Nous sommes sur des terres achetées en 2004. Au cours des premières années, sa passion et sa formation d'ingénieur le poussent a étudier ce terroir de plus près, parce que l'enjeu est de taille. Géologie des sols et sous-sols, adéquation sol-cépage... tout se doit d'être approfondi avant les premières plantations en franc de pied.

004Nous sommes là sur la ride anticlinale de direction ouest-est qui relie La Teste, Villagrains, Landiras et Miramont de Guyenne. Une formation géologique particulière qui nous ramène cinquante millions d'années en arrière, lors de la période dite "Grande Coupure", entre l'éocène et l'oligocène. Un pli se forme, plusieurs en fait, parallèles ou presque, du nord au sud entre Massif Armoricain et Pyrénées, ces derniers, du moins leurs graves, se déversent dans la région, grâce au fleuve ancien. Selon ses méandres et les variations de son cours, le cumul des sédiments forme des "îles", comme celle sur laquelle se situent les plantations du vigneron. Au niveau du sol et en y prêtant attention, on distingue un léger mouvement de terrain et l'éventualité d'un rivage, au-delà duquel, comme l'attestent les recherches récentes de Loïc Pasquet, le sol est nettement plus argileux, comme s'il avait étéérodé et les graves emportées. Sur l'"île" en revanche, plusieurs mètres de ces petits cailloux blancs, mêlés au sable noir caractéristique, se sont accumulés.
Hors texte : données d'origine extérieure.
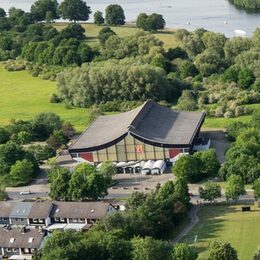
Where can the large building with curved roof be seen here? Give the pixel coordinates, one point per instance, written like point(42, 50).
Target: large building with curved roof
point(148, 132)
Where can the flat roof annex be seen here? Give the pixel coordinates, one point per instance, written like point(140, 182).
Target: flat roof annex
point(150, 123)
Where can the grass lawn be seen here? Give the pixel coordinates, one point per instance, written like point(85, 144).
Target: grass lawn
point(227, 223)
point(92, 30)
point(23, 96)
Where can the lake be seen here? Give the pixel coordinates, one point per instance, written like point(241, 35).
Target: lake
point(214, 15)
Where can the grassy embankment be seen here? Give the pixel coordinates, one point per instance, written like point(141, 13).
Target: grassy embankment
point(227, 223)
point(23, 96)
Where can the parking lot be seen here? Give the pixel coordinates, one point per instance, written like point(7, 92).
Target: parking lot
point(127, 183)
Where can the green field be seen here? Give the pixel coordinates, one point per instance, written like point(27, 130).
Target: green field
point(227, 223)
point(23, 96)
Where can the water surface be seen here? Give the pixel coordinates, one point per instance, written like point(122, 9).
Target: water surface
point(214, 15)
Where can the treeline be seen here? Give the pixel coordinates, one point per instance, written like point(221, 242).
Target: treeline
point(242, 158)
point(253, 5)
point(19, 159)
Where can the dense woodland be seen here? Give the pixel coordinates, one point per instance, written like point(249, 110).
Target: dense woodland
point(206, 71)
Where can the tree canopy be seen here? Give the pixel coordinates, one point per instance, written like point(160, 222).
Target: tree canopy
point(74, 10)
point(115, 15)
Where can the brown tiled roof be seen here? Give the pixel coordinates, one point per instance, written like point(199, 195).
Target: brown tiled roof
point(40, 209)
point(92, 210)
point(6, 208)
point(14, 238)
point(151, 122)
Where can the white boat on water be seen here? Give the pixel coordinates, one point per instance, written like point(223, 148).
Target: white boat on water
point(240, 33)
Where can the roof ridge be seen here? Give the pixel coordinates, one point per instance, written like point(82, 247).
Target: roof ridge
point(146, 107)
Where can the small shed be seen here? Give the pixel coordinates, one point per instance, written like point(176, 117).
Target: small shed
point(121, 167)
point(158, 167)
point(148, 166)
point(139, 166)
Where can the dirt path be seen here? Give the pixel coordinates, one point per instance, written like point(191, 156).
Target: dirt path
point(194, 220)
On appelle d'ailleurs cette parcelle "La vigne du haut".

002Au-delà de cette étude géologique poussée, le vigneron natif de Poitiers se penche d'encore plus près sur les quatorze sous-sols différents qu'il a identifiés sur les trois hectares du "clos". Quatorze, pas un de moins, auxquels il veut associer les cépages adéquats, sachant que, si les variétés communes au Bordelais (cabernet sauvignon, cabernet franc, petit verdot, malbec et carménère) sont ou seront bien présentes au final, un certain nombre de cépages oubliés vont leur être associés. Et là, tout se complique.

Rappelons les principes de base du défi : plantation en franc de pied, à 20000 pieds/hectares. Nécessité d'être en adéquation avec le lieu, mais avec l'obligation d'être extrêmement plus précis (au mètre près parfois!) que pour les plants greffés. De plus, les plants ont besoin de s'installer et de six à huit années sont nécessaires pour une bonne implantation des boutures. L'intérêt est que si le phylloxéra n'apparaît pas au bout de six ans, on peut considérer qu'il n'attaquera pas la plante à l'avenir. Enfin, dès la cinquième année environ, les jus issus de ces jeunes vignes, malgré tout, vont donner une qualité supérieure aux greffées, àâge égal. Néanmoins, après ces années d'observation, quelques déboires sont possibles. Ainsi, la moindre dénivellation de terrain, à peine perceptible à l'oeil nu, va condamner les cabernet sauvignon plantés dans une zone plus humide. Leur mauvaise forme, une fois constatée, va imposer de les arracher, pour les remplacer par le petit verdot, moins sensible au pourridié racinaire de la vigne.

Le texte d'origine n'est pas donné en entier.